The user's PC can still connect to a small area of the ISP's network, but not to The Internet - surely that counts? (It's also a far better solution than just killing their connection completely, as you say)
It's official. Most of you are morons.
Both of these concepts have a potential flaw. Burden of Proof.
If someone is using my email address for fraudulent headers to make it appear that I am sending the spam, is that sufficient for them to shut me down? Do I have to prove that the email which I do not have a copy of, did indeed not come from me?
Based on how ISP's have behaved in the past, they would be more likely to arbitrarily shut someone down because their either triggered a spam filter erroniously (false positive) or got their email address put into the spam headers.
I do not agree that there should be a nominal fee applied to someone who is hosting their own mail server. On the contrary I should be getting refund on the basis of lower costs are realized against my account since I have zero email disk usage on their servers and have fewer help desk calls. The uber-geek types only need to call the ISP when the connection is down or blocked.

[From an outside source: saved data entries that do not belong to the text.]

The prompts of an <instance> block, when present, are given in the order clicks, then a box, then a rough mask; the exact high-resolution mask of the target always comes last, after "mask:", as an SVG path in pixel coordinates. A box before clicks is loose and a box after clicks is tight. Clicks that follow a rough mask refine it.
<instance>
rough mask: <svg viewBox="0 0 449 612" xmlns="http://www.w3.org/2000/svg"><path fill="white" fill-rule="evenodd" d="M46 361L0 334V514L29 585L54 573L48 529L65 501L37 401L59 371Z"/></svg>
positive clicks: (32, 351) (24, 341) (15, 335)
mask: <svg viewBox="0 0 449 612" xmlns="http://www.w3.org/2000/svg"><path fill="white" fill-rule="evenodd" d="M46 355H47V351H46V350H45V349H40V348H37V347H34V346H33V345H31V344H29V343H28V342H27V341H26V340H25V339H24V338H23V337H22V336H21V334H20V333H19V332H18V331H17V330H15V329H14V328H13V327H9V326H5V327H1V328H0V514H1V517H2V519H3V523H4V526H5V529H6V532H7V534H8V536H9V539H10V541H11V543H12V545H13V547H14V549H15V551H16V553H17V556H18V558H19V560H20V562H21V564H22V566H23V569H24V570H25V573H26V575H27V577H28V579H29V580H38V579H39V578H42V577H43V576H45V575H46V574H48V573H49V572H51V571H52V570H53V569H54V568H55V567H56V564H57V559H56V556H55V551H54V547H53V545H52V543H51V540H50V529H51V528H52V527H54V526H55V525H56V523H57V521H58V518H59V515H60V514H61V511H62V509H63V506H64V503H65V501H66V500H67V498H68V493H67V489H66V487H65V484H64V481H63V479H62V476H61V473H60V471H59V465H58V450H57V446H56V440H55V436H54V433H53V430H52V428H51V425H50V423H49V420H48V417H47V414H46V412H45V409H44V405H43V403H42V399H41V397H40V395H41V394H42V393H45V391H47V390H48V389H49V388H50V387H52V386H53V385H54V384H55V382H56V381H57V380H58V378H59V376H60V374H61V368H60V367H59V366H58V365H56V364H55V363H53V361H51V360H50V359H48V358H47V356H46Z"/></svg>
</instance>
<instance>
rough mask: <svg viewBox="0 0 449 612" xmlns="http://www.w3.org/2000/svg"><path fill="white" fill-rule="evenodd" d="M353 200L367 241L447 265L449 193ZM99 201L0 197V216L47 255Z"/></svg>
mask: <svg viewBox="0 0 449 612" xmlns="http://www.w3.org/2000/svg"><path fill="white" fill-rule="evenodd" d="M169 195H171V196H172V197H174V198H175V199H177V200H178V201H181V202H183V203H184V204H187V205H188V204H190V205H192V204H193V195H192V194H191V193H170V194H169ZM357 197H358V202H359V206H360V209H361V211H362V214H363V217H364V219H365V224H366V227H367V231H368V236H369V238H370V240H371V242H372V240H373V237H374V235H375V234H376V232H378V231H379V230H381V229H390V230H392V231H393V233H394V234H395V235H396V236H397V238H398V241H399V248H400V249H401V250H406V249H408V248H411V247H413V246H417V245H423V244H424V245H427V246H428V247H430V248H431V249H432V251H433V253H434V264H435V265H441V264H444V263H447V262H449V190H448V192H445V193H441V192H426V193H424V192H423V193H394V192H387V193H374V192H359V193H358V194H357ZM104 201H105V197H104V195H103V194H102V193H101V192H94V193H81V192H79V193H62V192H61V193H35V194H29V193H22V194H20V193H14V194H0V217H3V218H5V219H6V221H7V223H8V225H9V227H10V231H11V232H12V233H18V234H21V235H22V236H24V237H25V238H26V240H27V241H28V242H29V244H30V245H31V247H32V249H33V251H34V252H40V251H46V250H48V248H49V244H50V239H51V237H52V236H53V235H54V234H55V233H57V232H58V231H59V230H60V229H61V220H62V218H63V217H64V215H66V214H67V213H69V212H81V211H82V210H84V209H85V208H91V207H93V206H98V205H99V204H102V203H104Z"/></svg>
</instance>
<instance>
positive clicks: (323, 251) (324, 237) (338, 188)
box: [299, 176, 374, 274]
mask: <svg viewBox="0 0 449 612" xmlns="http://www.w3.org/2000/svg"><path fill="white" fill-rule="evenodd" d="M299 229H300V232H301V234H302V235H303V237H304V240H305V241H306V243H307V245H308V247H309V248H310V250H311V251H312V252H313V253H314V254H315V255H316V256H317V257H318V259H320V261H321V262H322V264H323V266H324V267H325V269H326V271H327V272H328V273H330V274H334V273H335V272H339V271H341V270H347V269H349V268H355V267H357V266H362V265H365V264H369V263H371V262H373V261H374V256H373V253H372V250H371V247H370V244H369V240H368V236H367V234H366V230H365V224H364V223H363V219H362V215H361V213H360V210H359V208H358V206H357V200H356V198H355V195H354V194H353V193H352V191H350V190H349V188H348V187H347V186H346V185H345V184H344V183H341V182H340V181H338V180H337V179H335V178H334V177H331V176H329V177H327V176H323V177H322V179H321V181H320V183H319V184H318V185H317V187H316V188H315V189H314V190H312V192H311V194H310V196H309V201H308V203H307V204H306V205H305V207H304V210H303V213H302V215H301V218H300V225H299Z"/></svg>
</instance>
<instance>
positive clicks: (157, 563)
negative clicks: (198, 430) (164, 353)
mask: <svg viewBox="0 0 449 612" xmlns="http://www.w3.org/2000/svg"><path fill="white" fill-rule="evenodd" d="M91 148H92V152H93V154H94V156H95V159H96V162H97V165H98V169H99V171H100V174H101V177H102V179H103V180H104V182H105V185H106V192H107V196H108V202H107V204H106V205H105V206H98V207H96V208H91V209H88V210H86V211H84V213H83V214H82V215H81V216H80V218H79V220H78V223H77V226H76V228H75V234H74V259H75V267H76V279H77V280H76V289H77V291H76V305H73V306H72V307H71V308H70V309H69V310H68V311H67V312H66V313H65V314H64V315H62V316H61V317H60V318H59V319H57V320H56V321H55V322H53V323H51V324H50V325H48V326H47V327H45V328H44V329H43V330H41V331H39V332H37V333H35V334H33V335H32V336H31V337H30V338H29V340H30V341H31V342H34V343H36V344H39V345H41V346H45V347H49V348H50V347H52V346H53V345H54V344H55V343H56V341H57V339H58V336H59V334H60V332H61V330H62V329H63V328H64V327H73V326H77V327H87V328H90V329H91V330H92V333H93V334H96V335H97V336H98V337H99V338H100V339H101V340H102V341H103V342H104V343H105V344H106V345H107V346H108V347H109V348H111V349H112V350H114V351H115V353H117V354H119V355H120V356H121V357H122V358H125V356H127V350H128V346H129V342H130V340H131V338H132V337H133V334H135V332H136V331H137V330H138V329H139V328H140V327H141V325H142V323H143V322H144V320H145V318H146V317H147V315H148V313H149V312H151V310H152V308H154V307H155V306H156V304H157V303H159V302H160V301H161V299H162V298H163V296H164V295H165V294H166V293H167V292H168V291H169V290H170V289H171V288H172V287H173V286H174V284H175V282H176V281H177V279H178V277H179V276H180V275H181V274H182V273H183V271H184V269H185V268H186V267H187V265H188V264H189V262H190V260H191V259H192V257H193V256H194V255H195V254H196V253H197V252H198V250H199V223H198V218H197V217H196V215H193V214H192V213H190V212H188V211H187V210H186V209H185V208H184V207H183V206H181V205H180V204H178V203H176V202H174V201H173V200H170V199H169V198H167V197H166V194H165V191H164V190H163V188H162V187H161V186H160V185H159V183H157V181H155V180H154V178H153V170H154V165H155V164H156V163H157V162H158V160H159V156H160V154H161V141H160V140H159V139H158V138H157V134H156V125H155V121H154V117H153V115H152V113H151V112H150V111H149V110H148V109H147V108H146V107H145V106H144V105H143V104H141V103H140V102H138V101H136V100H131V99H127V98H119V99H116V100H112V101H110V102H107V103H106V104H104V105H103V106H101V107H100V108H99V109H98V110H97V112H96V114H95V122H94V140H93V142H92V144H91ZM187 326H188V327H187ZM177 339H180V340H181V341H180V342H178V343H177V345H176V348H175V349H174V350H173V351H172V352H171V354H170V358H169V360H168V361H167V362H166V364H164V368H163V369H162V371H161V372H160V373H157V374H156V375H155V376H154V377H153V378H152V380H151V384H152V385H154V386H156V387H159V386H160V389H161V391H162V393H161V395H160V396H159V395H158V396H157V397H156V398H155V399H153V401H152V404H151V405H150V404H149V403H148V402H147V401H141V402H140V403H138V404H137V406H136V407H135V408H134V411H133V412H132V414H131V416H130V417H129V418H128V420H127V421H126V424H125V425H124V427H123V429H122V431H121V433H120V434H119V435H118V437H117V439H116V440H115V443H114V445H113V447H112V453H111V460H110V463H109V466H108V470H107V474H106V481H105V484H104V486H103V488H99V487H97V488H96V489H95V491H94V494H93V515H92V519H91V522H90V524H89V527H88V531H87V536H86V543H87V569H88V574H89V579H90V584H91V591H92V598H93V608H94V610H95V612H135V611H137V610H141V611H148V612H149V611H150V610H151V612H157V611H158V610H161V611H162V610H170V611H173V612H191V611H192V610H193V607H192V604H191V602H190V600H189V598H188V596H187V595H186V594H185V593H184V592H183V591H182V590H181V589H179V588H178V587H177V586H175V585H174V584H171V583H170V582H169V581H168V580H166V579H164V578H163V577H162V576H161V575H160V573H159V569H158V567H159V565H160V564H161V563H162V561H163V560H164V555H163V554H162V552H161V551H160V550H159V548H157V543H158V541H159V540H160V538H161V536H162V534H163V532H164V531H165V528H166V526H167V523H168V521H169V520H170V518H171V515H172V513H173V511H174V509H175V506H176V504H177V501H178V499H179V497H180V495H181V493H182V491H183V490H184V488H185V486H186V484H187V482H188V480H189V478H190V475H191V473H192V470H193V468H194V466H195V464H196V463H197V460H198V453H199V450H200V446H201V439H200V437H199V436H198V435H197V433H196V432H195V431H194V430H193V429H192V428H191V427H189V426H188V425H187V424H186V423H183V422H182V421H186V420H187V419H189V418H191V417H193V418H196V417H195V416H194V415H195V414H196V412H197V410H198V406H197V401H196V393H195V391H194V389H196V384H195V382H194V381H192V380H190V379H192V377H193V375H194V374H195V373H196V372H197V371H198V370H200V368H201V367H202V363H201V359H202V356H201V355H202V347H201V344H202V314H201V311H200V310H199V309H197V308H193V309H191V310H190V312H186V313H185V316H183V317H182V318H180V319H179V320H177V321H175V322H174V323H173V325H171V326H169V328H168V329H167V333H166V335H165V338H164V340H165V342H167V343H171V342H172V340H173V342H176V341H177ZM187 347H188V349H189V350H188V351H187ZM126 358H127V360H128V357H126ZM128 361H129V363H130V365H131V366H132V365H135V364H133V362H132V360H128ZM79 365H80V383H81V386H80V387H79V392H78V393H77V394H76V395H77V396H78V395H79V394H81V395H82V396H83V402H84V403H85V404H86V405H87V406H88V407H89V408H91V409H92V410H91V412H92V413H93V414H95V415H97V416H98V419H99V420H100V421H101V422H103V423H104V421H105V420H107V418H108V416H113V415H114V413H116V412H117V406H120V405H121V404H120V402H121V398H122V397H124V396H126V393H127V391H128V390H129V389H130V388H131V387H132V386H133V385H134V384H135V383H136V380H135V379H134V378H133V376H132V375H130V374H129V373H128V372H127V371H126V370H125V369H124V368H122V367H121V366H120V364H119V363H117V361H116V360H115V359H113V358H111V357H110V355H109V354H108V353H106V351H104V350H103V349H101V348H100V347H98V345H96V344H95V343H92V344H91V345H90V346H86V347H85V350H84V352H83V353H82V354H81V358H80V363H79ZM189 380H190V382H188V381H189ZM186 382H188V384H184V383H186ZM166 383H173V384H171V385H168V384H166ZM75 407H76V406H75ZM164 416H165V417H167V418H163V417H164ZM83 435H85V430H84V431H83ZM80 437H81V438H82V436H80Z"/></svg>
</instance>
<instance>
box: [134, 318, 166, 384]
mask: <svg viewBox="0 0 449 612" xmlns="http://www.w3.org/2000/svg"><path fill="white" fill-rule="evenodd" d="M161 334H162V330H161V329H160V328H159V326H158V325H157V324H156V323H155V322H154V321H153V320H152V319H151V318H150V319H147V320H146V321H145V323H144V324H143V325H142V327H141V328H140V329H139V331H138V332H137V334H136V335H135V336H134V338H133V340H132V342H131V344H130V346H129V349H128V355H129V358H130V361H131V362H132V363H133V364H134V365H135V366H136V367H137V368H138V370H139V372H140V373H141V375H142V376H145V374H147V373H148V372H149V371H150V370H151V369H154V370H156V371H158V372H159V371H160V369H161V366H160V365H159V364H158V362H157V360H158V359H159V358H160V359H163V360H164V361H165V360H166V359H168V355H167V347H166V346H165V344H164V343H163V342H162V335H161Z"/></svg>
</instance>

If a spam-bot appears that blocks the local POP and IMAP ports and notifies users with a message saying "You cannot recieve email because your ISP is blocking port 25 -- call and request that they unblock it", chances are that the helpdesk will soon be asking the right questions to figure out whether the user is infected with a common virus or not. Sure, helpdesk people may not always be that experienced themselves, but they can usually follow procedures.
The Customers that buy your pills may agree... but what about the countless OTHER people that don't buy your pill?
Why should they/I have to put up with your garbage?
The vast majority of emails don't result in buys. It's the small percentage of sales per emails sent that spam results in that keeps the spam rolling in AND motivates a spammer send out more and more AND MORE garbage.
1 person out of 100 buys an item thru an email - all of a sudden that email isn't NOT spam. Thats just proof positive that there are STILL people out there that don't know that supporting the 'system' is only gonna make it worse.